# What is OOBE, can I delete them?



## heyjonnyb (Mar 1, 2002)

I have 260 entries for this and it is taking up precious HD space. It is listed with .dlls and system so I wonder if I can delete them safely? Does anyone know or will some of you guess? Please don't tell me to put them in my recycle bin and wait two weeks either. That's when I know that you guessed.


----------



## Rollin' Rog (Dec 9, 2000)

OOBE, most commonly stands for "Out-of-Body-Experience". Or maybe "Out-of-Box" if it was created during an install 

Had any lately? Seriously, I don't know what it is and would suggest you put in the recycle bin for a while.

What is the file extension on these? If they are dlls, right click on them and select Properties>Version; see what the copyright info is.


----------



## flynstone (Feb 22, 2002)

I don't have any OOBE on my machine (except Icwoobe.exe)
I am running W98SE - was advised in an earlier post on this site that it could go - sorry cannot remember oobe said it - but it went!!


----------



## [email protected] (Feb 11, 2001)

Roger,

Thanks for the laugh.

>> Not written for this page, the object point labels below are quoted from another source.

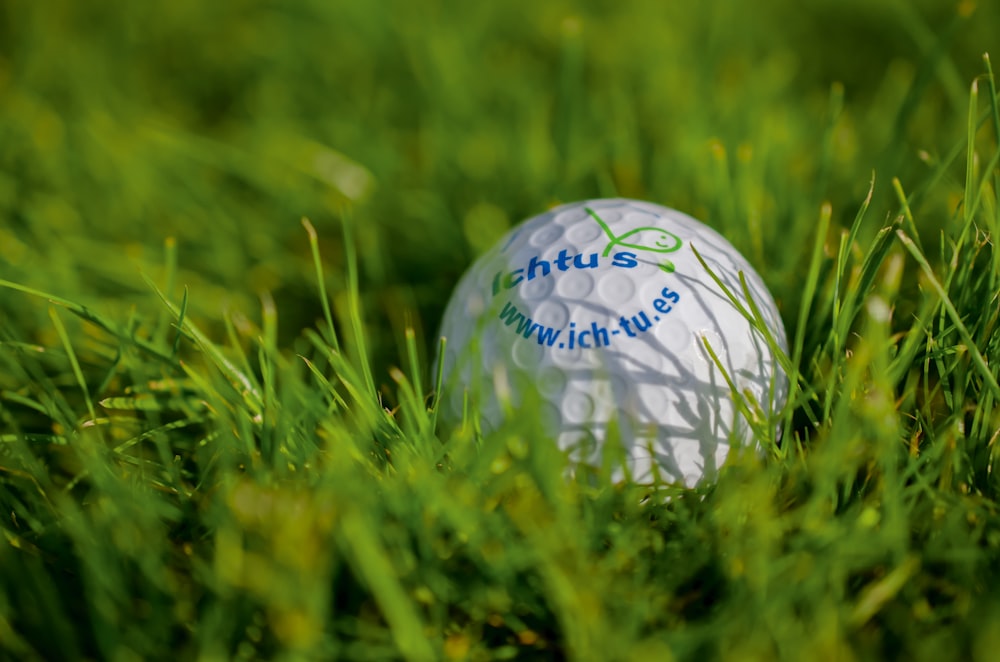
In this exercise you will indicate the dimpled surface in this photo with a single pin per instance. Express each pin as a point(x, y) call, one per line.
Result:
point(600, 308)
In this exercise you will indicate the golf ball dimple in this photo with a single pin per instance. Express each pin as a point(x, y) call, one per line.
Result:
point(602, 309)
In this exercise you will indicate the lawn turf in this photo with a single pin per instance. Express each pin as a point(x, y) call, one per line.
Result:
point(217, 433)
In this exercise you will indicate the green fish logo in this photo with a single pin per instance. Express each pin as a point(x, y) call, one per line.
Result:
point(652, 239)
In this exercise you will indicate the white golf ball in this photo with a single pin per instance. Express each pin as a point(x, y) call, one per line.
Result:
point(601, 309)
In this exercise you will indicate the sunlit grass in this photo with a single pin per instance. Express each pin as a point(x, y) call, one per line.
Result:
point(218, 434)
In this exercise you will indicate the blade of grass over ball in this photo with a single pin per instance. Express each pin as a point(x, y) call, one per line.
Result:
point(956, 319)
point(321, 283)
point(438, 382)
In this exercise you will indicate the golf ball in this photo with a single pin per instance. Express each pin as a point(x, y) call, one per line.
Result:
point(602, 311)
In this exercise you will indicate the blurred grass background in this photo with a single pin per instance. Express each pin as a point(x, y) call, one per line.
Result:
point(126, 124)
point(134, 135)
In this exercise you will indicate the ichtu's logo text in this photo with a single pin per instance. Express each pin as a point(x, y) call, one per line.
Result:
point(596, 333)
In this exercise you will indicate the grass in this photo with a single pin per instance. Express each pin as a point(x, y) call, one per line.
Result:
point(217, 431)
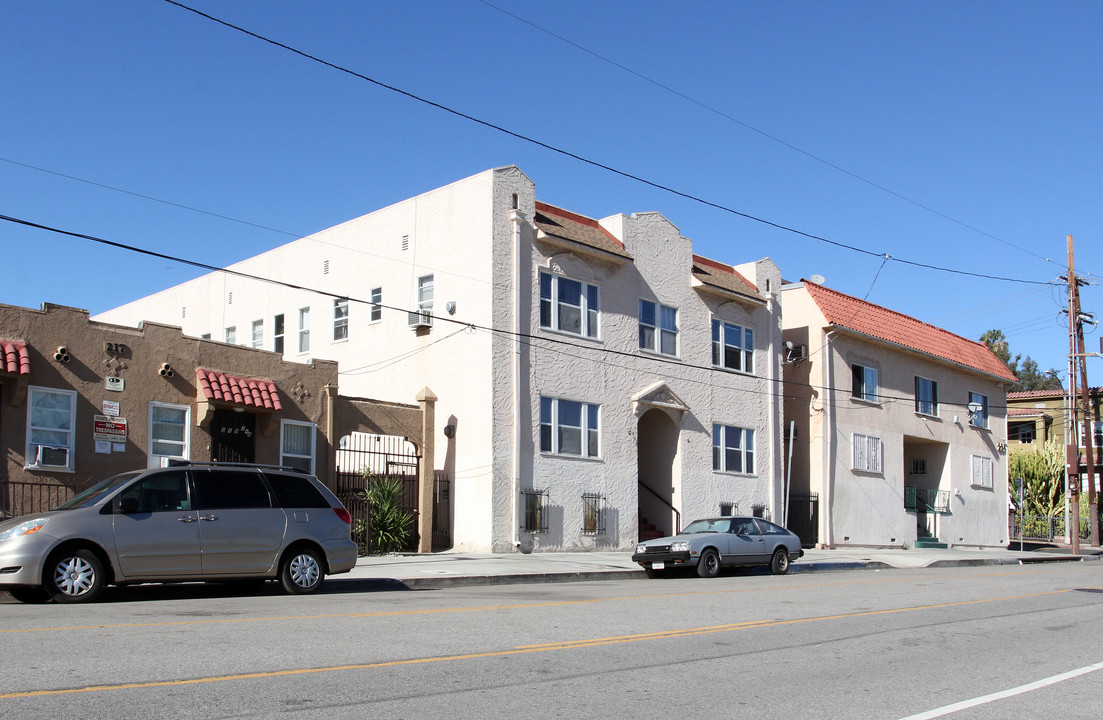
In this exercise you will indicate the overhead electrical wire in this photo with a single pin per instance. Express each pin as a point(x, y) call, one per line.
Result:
point(545, 343)
point(595, 163)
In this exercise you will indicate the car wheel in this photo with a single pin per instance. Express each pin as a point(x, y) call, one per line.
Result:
point(74, 576)
point(301, 571)
point(708, 566)
point(28, 593)
point(779, 563)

It is hard to convince co-workers that I'm really working when I am sitting here laughing outloud to myself.


----------



## Rollin' Rog (Dec 9, 2000)

Nice to know if I can't fix a problem, at least I'm good for a laugh


----------



## griffinspc (Nov 16, 2001)

See this thread just below, or above, depending on repsonses 

http://forums.techguy.org/t69994/s.html

Spaceman has a reference to your; OOBE


----------